第16話 新たな救助者は世界的スター、S級探索者



”うおおおおおおおおおお!!!”

”すげえええええええええええ!!”

”ヒェッ…”

”グッロ”

”閲覧注意”

”やべぇよ…やべぇよ…”

”ミノタウロスを虫ケラみたいに踏み潰しやがった……”

”ミノタウロスどころかダンジョンにもヒビ入ってないか!?”

”ミノタウロスに勝てなくて万年中層止まりのダンジョン探索者の俺氏、格の違いを見せつけられて無事引退を決意”

”草。気持ちはわかるが中層に行けてる時点でめちゃくちゃすごいんやで”

”偽善者ニキ、ちょっと強すぎないか……?”

”マジでA級探索者くらいの実力は間違いなくあるぞ”

”それはA級舐めすぎじゃない? 偽善者ニキは言ってもまだ中層でしか戦ってないんだぞ”

”A級の基準って、下層の中でも深い層を単独で探索できるかどうかだからな。中層じゃまだわからない”

”でもそこらのA級にこんな芸当できるか!?!?”

”できない……”

”確かにそうなんだよな……”

”マジで下層での探索みたい。せっかくフロモン倒したんだし、二階堂なんて放っておいて下層行ってくれ”

”おいおい、ここ暁の配信だぞ。
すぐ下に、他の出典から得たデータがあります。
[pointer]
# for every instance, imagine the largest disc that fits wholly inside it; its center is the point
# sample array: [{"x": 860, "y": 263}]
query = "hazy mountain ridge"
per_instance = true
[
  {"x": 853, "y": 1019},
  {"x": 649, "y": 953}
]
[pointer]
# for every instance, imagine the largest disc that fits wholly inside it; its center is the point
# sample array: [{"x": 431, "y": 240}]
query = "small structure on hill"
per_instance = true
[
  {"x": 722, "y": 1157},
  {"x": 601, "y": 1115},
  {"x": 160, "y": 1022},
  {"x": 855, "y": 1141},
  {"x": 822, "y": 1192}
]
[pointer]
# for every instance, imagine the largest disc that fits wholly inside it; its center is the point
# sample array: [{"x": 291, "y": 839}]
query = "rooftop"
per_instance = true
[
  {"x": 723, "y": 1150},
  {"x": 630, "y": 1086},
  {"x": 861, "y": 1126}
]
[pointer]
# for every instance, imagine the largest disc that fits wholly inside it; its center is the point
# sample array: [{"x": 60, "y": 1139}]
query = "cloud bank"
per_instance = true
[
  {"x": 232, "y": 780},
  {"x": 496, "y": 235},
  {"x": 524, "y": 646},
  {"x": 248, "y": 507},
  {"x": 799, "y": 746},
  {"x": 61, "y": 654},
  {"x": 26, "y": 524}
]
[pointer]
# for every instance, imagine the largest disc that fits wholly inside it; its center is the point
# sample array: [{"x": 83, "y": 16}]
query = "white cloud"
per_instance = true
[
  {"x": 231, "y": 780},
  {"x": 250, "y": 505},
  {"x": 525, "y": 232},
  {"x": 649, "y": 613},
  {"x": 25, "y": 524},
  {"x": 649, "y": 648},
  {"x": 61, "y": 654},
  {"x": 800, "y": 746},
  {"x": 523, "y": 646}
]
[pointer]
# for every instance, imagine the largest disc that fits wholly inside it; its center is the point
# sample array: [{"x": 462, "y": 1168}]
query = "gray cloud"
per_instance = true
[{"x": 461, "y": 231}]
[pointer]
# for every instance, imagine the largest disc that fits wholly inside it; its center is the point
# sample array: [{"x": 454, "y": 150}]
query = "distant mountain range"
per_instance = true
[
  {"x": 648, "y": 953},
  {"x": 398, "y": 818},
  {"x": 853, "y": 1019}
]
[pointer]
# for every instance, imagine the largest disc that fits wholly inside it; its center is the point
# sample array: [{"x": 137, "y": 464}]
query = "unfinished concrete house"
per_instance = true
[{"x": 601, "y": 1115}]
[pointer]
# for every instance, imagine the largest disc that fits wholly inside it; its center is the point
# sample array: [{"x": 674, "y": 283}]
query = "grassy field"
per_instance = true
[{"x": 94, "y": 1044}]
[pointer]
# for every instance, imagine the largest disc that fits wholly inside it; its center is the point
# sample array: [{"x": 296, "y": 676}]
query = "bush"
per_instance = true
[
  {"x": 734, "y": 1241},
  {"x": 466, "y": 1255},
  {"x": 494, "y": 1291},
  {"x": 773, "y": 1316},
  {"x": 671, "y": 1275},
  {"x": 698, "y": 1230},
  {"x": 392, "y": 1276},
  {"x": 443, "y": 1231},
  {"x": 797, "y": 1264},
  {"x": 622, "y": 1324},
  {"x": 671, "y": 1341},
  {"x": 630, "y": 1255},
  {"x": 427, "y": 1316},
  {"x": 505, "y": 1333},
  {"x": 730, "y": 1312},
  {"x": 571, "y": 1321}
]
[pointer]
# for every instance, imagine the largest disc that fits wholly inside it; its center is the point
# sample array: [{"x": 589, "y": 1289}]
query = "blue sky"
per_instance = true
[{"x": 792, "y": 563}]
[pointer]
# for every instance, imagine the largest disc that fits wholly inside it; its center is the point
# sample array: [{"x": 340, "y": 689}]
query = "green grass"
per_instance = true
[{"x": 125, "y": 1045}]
それは偽善者ニキのチャンネルでやれよ”

”偽善者ニキとのコラボ中だから偽善者ニキメインでもおかしくないやろ”

”絶対反対。偽善者ニキはともかく、暁に下層は無理”

”ナナちゃんも絶対無理だからね! 今すぐ帰って!!”

”ま、偽善者ニキは謝礼金目当てなわけだし、流石に帰るやろな”

”武蔵野純一最強! 武蔵野純一最強!”



「いやぁ、汚れたなぁ。また妹に怒られちまうよ」


 ブンブン身体を振って血肉を落としてから、二階堂に回復魔法をかけている竜胆に言う。


「とっとと二階堂を運び出すぞ。うんこまみれになんの嫌だから、お前が背負えよな」


「……あ、ああ」


 竜胆は、口をあんぐりと開けたまま頷いた後、「ほ、本当に強いんだな……」と呟いた。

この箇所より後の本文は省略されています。